El detonante fue el informe de nóminas no agrícolas de mayo, que arrojó 172.000 empleos frente a una estimación de consenso de 80.000. El rendimiento del Tesoro a 2 años se disparó al 4,16%, un máximo de 16 meses, mientras que el bono a 10 años se situó en el 4,47%, en el percentil 93 de su rango de 12 meses. El índice del dólar subió un 0,65%. El oro, que no paga cupón, enfrentó un viento en contra directo por costo de oportunidad al dispararse los rendimientos reales — el rendimiento del TIPS a 10 años cerró en el 2,19%, frente al 2,07% de principios de semana. La plata cayó un 7,17%, confirmando que el movimiento fue una amplia revalorización de los metales preciosos frente a las tasas.

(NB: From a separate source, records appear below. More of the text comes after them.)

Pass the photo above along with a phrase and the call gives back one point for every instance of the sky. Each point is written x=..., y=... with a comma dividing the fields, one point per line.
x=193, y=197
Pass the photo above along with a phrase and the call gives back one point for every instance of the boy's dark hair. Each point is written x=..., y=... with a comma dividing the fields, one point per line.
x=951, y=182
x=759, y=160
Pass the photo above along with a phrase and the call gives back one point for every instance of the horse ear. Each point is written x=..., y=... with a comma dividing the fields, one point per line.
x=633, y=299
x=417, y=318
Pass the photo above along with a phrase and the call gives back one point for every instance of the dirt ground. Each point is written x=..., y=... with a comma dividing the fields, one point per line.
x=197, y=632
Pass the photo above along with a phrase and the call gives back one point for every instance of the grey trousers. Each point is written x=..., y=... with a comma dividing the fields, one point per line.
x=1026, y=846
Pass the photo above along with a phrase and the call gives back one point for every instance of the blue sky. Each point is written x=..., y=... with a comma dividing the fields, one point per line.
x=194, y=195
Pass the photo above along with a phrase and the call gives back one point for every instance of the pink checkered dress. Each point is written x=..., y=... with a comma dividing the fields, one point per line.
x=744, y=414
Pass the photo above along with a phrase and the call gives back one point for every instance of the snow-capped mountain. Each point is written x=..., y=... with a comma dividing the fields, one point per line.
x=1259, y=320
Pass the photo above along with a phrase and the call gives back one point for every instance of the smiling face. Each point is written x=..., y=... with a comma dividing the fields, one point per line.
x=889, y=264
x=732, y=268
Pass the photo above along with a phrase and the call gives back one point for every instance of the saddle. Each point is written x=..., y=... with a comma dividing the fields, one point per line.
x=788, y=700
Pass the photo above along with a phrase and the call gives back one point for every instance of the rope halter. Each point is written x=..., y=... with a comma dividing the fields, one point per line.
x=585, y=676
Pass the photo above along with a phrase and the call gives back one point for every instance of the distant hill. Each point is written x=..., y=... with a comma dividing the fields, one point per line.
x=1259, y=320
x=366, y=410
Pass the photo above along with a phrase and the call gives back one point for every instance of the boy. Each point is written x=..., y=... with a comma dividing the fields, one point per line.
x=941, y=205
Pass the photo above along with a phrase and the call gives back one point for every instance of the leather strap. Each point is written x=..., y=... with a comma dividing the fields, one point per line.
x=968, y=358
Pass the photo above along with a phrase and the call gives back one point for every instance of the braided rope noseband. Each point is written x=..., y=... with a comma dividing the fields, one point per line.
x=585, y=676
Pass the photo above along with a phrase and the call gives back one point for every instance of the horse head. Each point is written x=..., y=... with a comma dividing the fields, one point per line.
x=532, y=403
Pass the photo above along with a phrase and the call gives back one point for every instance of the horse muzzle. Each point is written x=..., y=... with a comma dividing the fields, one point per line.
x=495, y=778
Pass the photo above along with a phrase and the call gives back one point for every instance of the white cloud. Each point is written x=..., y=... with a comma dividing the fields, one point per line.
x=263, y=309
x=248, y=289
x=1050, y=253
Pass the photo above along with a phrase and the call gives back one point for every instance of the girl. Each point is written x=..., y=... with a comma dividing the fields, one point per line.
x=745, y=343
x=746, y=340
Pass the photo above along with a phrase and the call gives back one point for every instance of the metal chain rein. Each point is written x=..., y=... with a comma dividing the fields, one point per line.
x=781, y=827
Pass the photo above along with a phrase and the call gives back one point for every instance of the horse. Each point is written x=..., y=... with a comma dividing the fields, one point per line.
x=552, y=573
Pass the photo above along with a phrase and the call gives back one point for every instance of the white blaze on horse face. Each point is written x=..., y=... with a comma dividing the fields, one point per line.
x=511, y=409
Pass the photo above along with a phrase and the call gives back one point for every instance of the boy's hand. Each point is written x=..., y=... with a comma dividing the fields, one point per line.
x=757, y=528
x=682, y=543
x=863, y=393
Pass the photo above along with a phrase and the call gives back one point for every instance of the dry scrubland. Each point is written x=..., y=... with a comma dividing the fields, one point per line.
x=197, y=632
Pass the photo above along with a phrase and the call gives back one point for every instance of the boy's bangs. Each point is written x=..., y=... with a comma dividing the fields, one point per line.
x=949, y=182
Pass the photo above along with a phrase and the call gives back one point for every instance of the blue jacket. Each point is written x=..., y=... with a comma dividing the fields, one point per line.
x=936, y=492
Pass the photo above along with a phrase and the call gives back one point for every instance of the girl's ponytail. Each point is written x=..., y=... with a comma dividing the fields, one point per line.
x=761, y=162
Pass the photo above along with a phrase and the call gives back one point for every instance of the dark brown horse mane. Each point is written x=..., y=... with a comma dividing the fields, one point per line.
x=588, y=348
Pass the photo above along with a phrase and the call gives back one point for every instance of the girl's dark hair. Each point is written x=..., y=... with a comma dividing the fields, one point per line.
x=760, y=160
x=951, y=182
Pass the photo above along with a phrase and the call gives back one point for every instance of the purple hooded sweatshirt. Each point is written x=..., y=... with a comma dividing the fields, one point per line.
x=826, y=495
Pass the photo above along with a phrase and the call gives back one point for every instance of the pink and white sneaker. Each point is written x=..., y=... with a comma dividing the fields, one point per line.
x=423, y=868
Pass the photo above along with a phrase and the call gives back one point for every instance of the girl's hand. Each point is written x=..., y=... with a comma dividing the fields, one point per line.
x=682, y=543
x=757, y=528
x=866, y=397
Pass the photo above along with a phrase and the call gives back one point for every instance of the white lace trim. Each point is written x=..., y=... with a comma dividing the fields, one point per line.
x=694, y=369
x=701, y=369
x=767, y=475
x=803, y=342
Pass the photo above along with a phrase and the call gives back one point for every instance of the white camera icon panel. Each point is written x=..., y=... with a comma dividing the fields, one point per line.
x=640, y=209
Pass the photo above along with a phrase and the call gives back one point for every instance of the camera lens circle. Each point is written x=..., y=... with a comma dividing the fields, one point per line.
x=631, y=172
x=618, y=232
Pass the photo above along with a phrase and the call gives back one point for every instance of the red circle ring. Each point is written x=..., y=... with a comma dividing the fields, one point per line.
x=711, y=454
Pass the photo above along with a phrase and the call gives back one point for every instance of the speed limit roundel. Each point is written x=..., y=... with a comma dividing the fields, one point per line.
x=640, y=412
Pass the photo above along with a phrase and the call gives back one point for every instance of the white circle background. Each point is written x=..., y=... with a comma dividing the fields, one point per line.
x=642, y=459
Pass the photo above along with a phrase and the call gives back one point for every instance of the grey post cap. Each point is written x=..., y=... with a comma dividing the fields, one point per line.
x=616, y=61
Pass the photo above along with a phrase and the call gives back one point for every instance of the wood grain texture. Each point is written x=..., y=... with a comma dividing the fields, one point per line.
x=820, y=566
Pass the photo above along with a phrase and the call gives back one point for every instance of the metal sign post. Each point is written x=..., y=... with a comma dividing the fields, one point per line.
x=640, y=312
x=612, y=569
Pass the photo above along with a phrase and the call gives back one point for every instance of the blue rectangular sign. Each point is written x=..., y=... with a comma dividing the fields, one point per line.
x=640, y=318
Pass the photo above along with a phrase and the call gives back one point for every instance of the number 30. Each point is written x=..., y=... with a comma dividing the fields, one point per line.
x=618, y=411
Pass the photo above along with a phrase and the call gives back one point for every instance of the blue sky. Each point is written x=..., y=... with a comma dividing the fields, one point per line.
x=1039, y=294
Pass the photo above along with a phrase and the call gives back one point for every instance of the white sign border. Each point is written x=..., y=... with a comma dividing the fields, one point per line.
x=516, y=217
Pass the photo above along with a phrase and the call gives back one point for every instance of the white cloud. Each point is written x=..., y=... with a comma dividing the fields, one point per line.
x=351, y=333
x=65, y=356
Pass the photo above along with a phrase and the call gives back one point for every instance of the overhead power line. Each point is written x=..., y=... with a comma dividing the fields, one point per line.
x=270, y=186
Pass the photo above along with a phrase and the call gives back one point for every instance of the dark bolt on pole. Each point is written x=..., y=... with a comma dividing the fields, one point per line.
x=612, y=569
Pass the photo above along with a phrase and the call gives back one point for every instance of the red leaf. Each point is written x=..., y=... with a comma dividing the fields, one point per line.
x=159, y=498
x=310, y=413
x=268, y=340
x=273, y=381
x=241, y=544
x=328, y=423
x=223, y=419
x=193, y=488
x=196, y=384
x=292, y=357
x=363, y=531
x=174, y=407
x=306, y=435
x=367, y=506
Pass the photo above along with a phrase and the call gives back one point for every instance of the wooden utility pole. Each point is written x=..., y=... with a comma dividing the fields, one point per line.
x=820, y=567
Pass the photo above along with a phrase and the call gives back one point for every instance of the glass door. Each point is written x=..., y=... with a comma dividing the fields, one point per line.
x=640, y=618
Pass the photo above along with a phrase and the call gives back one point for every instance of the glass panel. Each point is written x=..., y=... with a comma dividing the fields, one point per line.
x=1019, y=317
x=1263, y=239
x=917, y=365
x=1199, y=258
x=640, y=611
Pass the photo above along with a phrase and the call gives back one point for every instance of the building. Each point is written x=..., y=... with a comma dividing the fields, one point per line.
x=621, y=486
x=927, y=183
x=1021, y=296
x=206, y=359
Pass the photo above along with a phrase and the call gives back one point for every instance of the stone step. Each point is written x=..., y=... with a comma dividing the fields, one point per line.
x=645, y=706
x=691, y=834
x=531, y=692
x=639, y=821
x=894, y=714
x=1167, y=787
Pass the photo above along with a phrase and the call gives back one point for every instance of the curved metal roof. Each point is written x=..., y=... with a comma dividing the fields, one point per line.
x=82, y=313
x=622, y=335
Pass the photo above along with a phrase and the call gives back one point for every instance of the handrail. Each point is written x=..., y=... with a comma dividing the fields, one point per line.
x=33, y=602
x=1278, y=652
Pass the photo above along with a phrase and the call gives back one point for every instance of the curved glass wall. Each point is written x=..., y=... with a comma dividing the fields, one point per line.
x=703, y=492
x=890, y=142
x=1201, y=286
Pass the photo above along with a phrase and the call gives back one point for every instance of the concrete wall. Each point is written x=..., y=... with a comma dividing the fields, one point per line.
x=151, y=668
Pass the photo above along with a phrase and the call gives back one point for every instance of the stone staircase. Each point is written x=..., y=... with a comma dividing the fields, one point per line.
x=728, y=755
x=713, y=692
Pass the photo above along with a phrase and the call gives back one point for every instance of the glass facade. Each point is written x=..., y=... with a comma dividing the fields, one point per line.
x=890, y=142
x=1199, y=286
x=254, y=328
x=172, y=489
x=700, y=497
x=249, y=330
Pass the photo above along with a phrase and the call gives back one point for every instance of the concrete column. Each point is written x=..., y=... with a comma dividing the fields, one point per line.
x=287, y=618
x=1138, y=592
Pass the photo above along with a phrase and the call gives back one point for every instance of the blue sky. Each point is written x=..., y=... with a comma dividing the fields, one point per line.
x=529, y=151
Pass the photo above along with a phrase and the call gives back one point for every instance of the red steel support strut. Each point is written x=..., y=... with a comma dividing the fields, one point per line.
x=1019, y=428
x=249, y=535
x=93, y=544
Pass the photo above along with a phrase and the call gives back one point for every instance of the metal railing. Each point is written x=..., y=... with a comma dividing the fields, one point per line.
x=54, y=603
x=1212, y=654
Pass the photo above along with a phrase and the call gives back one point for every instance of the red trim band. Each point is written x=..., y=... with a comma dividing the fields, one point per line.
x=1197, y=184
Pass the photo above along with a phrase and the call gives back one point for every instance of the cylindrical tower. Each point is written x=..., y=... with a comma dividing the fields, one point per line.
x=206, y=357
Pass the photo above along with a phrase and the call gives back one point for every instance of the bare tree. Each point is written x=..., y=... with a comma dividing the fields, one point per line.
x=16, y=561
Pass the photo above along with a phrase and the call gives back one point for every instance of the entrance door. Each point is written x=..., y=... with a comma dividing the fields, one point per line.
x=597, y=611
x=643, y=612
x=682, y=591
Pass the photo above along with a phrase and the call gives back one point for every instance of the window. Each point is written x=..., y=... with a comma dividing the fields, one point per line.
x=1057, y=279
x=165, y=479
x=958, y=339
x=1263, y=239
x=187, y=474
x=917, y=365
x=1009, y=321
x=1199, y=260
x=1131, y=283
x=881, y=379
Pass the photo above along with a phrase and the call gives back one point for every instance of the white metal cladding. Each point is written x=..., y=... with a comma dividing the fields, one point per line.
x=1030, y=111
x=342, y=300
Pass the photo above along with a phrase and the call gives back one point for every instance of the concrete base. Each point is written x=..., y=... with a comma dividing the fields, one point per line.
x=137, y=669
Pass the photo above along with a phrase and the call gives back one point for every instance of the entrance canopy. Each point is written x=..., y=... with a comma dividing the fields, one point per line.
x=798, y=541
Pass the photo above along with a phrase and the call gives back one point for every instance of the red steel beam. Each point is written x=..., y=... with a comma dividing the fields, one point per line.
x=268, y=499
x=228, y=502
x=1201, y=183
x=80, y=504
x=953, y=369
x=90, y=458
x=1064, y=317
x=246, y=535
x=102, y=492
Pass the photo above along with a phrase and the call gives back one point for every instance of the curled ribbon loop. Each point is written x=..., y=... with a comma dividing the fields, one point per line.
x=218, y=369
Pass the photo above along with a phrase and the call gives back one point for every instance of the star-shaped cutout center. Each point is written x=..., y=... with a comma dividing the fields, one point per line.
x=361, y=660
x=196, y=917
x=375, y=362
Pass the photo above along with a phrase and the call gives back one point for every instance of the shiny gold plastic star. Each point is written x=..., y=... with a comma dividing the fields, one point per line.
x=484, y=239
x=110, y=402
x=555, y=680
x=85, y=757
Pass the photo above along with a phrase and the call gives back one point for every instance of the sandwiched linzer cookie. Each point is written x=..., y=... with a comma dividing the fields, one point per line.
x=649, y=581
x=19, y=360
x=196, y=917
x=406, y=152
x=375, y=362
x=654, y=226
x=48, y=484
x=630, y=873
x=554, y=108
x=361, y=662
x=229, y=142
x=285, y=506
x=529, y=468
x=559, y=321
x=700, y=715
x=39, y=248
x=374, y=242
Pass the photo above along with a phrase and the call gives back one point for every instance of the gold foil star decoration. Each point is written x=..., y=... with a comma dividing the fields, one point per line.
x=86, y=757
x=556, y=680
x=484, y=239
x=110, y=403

La aritmética de los ETF apalancados agrava el daño con el tiempo. NUGT acumula una caída del 28% en lo que va del año desde un precio inicial de 183,50 dólares en enero de 2026, mientras que GDX ha perdido solo un 8% en el mismo período. La ventana de 10 años hace que la divergencia sea más marcada: NUGT cae un 64% en la última década, mientras que GDX ha ganado un 246% siguiendo el mismo índice subyacente. La brecha es el deterioro por volatilidad — el apalancamiento con reajuste diario que erosiona los rendimientos en mercados erráticos.
El rendimiento a 2 años es la cifra a seguir
El mecanismo que aplastó a NUGT el viernes se revierte con un solo dato que se mueva en la otra dirección. Si el rendimiento a 2 años vuelve a bajar del 4%, el oro tendrá margen para respirar. Si supera el máximo de mediados de mayo del bono a 10 años del 4,67% en el extremo largo, los fondos de mineras de oro apalancados enfrentarán otra sesión de magnitud similar. La próxima decisión del FOMC y el informe mensual de nóminas son los dos catalizadores que determinarán hacia dónde se rompe el mercado de tasas.
La compra de bancos centrales proporciona un piso
La demanda estructural del oro durante los últimos 18 meses ha provenido de compradores soberanos, no de los flujos de ETF occidentales, según datos del World Gold Council. Si las compras de los bancos centrales se mantienen en un entorno de tasas más altas durante más tiempo, el piso del lingote se mantiene más firme de lo que sugerirían las matemáticas de las tasas por sí solas. Sin embargo, ese piso no protege a los tenedores de ETF apalancados de los mecanismos de reajuste diario — la pérdida del 17,27% de NUGT en una sola sesión ante una caída del 3,27% del oro es un recordatorio de que la estructura del producto, no la dirección del metal, es el riesgo principal para cualquiera que lo mantenga más allá de un solo día de negociación.
Este artículo es solo para fines informativos y no constituye asesoramiento de inversión.